If the company later sells the Bitcoin for £6,000, the £1,000 gain is treated as a chargeable gain and taxed accordingly.
Holding crypto as an investment
If your company buys and holds crypto as a long-term investment, any increase or decrease in value is treated as a chargeable gain or loss rather than trading income.
When the company disposes of the crypto (by selling or exchanging it), the gain or loss is calculated based on the difference between the purchase cost and the disposal value.
Gains are subject to Corporation Tax, while losses can usually be offset against other chargeable gains.
Companies must also follow UK GAAP or IFRS accounting standards, valuing crypto assets at fair value and recognising any revaluations through profit or loss.
Mining and staking
If a company mines or stakes cryptocurrency, HMRC assesses the activity to determine whether it amounts to a trade.
If mining or staking is carried out on a commercial scale and with the intention of making a profit, income is treated as trading income.
If it is not trading activity, the crypto received is still taxable as miscellaneous income when earned and subject to Corporation Tax.
When the mined or staked crypto is later sold, any change in value since receipt is treated as a chargeable gain.
Paying employees in cryptocurrency
If a company pays staff in cryptocurrency, HMRC treats it as employment income. You must:
Convert the value of the crypto to pounds on the payment date.
Deduct Income Tax and National Insurance through PAYE, as if the employee were paid in cash.
Record the payment value as a business expense for Corporation Tax purposes.
If directors or employees receive crypto as part of a remuneration package, this may also need to be reported to HMRC on a P11D form if it is classed as a benefit in kind.
Accounting for crypto in company books
Crypto assets must be recorded in company accounts at their fair market value in pounds sterling. Most companies treat them as intangible fixed assets under accounting standards, though the exact classification can vary depending on how the crypto is used.
Revaluations due to price fluctuations should be reflected in profit and loss statements, and supporting documentation should include:
Dates and values of all acquisitions and disposals.

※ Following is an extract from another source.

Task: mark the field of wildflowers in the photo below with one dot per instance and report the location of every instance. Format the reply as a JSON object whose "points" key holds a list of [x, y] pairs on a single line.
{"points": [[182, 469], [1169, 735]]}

Exchange rates used for conversions.
Transaction IDs and wallet details.
Accurate and transparent accounting is essential, as HMRC can request these records during a compliance review.
Record keeping requirements
HMRC requires companies to keep comprehensive records for all crypto transactions, including:
The type and quantity of crypto asset.
The date and value of each transaction in pounds.
The purpose of the transaction (trade, payment, investment).
The counterparties involved (exchange, wallet, or customer).
Records must be kept for at least six years after the end of the accounting period. Failing to maintain accurate records can result in penalties or difficulties proving costs and valuations.
Example scenario
A UK tech company accepts payment in Bitcoin for software services. During the year, it receives 1 BTC when the value is £25,000.
The company recognises £25,000 as income for Corporation Tax.
Six months later, it sells the Bitcoin for £28,000, creating a £3,000 gain.
The £3,000 gain is added to the company’s profits and taxed at 25 percent (£750 tax).
If the Bitcoin had fallen to £22,000 instead, the £3,000 loss could be offset against other capital gains.
Common mistakes to avoid
Recording crypto transactions in the wrong currency or at incorrect values.
Failing to convert crypto amounts to pounds at the time of the transaction.
Treating crypto as cash or foreign currency (it is classified as an asset, not currency).
Ignoring Corporation Tax obligations for crypto gains.
Mixing personal and company crypto wallets.
Conclusion
For UK companies, cryptocurrency is treated as an asset, not money. Profits from trading, payments, or disposals are subject to Corporation Tax, while crypto received for goods, services, or mining must be valued in pounds at the time of receipt.
Accurate record keeping and correct valuation are crucial for compliance. With HMRC paying increasing attention to digital assets, companies that use or hold crypto should seek advice from an accountant familiar with both crypto and UK tax law to ensure that all transactions are reported correctly.